Saturday, June 20, 2009

Daily Routines


Inspiration can be a fickle mistress, and part of the artist's work is to develop an effective seduction strategy.  Sometimes it can take a great deal of finesse in order to entice the muse of productivity to come out and play.   Encompassing favored locations, drugs of choice, or even requisite lunch menus, many artists have come to be known for their very specific (and often peculiar) work habits, which can be as interesting and unique as the work they help produce--sometimes more so.

Daily Routines is an amazing collection of interviews with artists, writers and great thinkers about the way they structure their days.  I love being able to get a firsthand account of extraordinary people doing ordinary things.  It's somehow simultaneously comforting and inspiring. (hey, even Virginia Woolf needed a snack break sometimes...)

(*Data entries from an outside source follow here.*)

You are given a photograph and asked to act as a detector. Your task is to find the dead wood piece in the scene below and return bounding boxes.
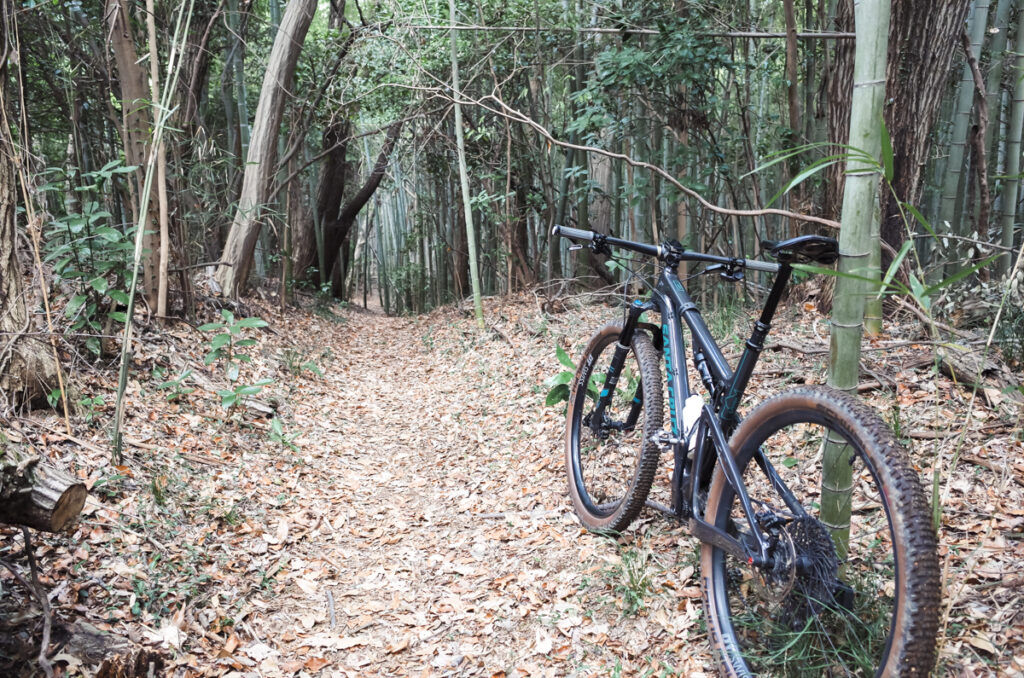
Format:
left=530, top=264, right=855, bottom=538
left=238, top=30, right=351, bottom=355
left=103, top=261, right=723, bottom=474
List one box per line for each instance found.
left=935, top=344, right=1024, bottom=407
left=96, top=647, right=165, bottom=678
left=0, top=446, right=88, bottom=533
left=765, top=341, right=828, bottom=355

Many thanks to Tim for the great find!

Here is an excerpt from Daily Routines, which details Simone de Beauvoir's day-to-day working habits. 

Enjoy!
-Gillian



Simone de Beauvoir
INTERVIEWER: People say that you have great self-discipline and that you never let a day go by without working. At what time do you start?



DE BEAUVOIR: I'm always in a hurry to get going, though in general I dislike starting the day. I first have tea and then, at about ten o'clock, I get under way and work until one. Then I see my friends and after that, at five o'clock, I go back to work and continue until nine. I have no difficulty in picking up the thread in the afternoon. When you leave, I'll read the paper or perhaps go shopping. Most often it's a pleasure to work.


INTERVIEWER: When do you see Sartre?


DE BEAUVOIR: Every evening and often at lunchtime. I generally work at his place in the afternoon.


INTERVIEWER: Doesn't it bother you to go from one apartment to another?


DE BEAUVOIR: No. Since I don't write scholarly books, I take all my papers with me and it works out very well.



INTERVIEWER: Do you plunge in immediately?


DE BEAUVOIR: It depends to some extent on what I'm writing. If the work is going well, I spend a quarter or half an hour reading what I wrote the day before, and I make a few corrections. Then I continue from there. In order to pick up the thread I have to read what I've done.


INTERVIEWER: Do your writer friends have the same habits as you?


DE BEAUVOIR: No, it's quite a personal matter. Genet, for example, works quite differently. He puts in about twelve hours a day for six months when he's working on something and when he has finished he can let six months go by without doing anything. As I said, I work every day except for two or three months of vacation when I travel and generally don't work at all. I read very little during the year, and when I go away I take a big valise full of books, books that I don't have time to read. But if the trip lasts a month or six weeks, I do feel uncomfortable, particularly if I'm between two books. I get bored if I don't work.